Attractive nocturne. Probably was mass produced, what I call sofa art, sized to fit on the wall over a sofa. P. Wong may, or may not, have been an actual person. Probably not. There were numerous fictitious artists during this period whose names appeared on mass produced art, i.e., Burnett, etc., some with extensive fictional biographies, like Robert Cox.
There were a lot of these painting factories in Mexico and the U.S., which were later replaced by factories in Hong Kong and Taiwan and finally in China where, the last time I checked, the bulk of sofa art comes from today. All produced generic paintings.
There were a couple of legit "Tupperware" themed USAS art "factories", like Personal Preference INC., which employed actual artists who produced unique works signed by the actual artists, but they were by far the minority of the sofa art scene and probably do not deserve that title.

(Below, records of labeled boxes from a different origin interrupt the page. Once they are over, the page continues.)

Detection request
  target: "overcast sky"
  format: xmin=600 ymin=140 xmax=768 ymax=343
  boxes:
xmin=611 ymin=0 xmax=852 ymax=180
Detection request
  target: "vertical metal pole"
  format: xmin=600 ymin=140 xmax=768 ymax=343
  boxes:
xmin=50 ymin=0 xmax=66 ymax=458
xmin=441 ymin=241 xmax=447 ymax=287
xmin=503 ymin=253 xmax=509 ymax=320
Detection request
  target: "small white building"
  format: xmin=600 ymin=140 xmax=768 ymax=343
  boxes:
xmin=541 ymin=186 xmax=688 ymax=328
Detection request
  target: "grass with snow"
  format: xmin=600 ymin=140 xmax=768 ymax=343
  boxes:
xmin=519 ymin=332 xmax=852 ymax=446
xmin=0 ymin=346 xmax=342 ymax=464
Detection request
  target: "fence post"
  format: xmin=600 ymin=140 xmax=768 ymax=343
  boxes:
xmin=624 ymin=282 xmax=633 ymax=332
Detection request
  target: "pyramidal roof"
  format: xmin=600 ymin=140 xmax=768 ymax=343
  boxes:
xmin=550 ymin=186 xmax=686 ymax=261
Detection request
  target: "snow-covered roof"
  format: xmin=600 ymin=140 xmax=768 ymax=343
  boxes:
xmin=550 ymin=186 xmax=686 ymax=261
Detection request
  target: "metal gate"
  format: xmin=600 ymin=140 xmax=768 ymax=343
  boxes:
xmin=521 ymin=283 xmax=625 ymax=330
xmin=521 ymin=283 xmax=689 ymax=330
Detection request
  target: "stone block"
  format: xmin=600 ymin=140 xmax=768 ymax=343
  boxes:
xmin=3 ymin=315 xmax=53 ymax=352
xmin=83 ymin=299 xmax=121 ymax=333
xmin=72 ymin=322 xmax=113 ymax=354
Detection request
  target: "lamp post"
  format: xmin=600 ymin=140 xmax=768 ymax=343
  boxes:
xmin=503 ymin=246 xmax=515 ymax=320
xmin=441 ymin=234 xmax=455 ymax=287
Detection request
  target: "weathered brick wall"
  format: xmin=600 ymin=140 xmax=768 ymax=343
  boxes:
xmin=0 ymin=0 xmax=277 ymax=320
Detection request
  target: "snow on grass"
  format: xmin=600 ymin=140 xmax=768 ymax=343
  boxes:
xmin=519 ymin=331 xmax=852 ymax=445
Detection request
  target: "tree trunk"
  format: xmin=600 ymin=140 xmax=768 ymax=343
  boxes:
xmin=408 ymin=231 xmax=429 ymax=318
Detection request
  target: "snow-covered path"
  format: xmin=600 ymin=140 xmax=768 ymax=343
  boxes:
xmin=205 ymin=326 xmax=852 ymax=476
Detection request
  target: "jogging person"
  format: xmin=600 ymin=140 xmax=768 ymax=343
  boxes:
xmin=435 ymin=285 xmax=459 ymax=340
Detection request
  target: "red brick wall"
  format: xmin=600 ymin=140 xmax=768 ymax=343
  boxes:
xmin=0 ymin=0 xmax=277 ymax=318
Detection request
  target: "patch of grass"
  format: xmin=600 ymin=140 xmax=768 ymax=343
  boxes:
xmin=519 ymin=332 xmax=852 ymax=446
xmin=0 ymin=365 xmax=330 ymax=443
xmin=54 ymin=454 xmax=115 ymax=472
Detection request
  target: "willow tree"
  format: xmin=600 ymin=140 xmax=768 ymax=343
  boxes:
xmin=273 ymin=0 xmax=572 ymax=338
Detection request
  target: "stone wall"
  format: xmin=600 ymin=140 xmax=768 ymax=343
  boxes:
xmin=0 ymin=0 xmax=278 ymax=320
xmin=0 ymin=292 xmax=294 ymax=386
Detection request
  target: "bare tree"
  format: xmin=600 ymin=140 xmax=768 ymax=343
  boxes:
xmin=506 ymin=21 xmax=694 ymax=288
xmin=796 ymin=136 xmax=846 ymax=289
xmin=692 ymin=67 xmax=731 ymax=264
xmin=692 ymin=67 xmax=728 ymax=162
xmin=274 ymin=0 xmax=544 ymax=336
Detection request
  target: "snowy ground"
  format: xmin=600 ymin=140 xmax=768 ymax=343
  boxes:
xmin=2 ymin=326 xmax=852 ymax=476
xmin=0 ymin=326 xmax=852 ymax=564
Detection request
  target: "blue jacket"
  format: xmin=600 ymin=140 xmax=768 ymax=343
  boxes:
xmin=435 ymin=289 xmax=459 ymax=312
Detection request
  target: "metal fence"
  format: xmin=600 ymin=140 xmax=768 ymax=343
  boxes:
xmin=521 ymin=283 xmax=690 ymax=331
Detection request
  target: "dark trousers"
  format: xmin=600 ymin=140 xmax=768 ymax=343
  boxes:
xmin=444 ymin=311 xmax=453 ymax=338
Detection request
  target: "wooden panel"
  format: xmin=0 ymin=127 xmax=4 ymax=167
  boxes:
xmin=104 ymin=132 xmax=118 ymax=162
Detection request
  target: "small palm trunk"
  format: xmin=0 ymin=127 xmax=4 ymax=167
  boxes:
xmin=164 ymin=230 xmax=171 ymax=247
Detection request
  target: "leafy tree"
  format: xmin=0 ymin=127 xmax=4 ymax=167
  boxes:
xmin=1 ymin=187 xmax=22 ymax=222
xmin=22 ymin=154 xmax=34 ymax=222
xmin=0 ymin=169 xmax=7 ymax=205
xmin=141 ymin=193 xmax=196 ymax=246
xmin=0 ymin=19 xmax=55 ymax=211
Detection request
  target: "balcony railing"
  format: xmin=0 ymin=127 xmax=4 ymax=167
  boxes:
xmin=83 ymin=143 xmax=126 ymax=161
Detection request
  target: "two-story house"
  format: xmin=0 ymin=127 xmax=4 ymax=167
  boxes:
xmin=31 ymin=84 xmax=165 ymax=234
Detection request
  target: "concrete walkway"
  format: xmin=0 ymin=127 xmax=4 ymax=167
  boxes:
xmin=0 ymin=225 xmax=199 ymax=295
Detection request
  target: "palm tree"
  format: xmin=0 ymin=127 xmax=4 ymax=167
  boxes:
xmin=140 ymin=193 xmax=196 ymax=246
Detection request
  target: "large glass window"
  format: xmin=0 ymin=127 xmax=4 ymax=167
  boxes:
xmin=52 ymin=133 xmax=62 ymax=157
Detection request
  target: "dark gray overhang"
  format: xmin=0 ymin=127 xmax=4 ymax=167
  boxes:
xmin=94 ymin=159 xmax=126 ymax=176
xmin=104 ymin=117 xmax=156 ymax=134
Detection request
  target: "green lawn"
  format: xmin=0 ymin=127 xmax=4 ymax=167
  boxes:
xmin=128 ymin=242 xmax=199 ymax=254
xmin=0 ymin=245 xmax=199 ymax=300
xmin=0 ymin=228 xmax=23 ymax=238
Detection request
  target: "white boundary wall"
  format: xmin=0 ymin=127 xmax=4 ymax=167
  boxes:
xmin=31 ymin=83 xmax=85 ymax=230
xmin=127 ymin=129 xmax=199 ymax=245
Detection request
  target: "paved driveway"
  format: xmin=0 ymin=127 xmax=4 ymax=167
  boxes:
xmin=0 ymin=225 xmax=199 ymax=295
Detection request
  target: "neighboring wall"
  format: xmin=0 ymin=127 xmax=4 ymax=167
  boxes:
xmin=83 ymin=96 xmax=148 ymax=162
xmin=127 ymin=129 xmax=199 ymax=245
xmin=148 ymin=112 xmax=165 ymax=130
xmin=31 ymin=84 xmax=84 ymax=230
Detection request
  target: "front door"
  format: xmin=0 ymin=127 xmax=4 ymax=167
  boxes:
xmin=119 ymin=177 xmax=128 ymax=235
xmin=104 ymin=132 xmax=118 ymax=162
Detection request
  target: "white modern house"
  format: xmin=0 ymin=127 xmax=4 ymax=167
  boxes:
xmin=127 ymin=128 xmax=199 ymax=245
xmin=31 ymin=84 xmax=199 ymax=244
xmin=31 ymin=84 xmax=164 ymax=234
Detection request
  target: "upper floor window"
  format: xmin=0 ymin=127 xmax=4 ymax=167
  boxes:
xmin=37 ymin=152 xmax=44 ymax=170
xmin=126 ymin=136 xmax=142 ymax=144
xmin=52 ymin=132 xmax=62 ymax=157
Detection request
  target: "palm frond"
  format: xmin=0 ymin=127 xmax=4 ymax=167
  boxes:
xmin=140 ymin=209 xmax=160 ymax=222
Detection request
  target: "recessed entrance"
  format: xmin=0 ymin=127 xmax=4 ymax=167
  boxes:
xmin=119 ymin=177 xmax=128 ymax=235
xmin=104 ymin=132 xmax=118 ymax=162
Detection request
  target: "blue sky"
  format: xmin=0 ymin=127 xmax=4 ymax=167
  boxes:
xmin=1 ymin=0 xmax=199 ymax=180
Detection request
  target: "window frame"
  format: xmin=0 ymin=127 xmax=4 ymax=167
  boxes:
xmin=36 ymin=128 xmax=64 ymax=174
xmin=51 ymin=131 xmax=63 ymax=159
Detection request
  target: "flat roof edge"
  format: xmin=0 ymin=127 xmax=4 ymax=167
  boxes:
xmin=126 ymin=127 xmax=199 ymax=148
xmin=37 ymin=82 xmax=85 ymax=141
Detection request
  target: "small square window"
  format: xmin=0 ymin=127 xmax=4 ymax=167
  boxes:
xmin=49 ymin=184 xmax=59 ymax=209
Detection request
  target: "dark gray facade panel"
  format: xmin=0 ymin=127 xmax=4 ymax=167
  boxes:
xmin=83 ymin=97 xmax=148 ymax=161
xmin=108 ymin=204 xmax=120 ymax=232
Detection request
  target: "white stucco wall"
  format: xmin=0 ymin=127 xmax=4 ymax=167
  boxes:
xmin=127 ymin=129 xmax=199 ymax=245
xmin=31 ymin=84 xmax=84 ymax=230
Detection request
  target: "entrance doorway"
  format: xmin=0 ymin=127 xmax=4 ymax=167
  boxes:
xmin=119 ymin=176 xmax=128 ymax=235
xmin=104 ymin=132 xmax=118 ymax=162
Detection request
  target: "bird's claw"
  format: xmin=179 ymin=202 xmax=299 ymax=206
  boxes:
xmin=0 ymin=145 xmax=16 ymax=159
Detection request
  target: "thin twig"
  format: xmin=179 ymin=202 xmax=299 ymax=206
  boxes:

A few of those artists went on to become successful, well known artists.
At some point, not sure when, instead of people cranking out large quantities of sofa art paintings, someone figured out who to make machines that could mass produce oil and acrylic paintings. I was in a used furniture store one day a few years ago and came across a stack of maybe a dozen paintings which were identical. If I had come across just one of them, I would have assumed that it had been made in one of these factories, AKA sweat shops. This was after I stopped collecting so, not sure how prevalent that became.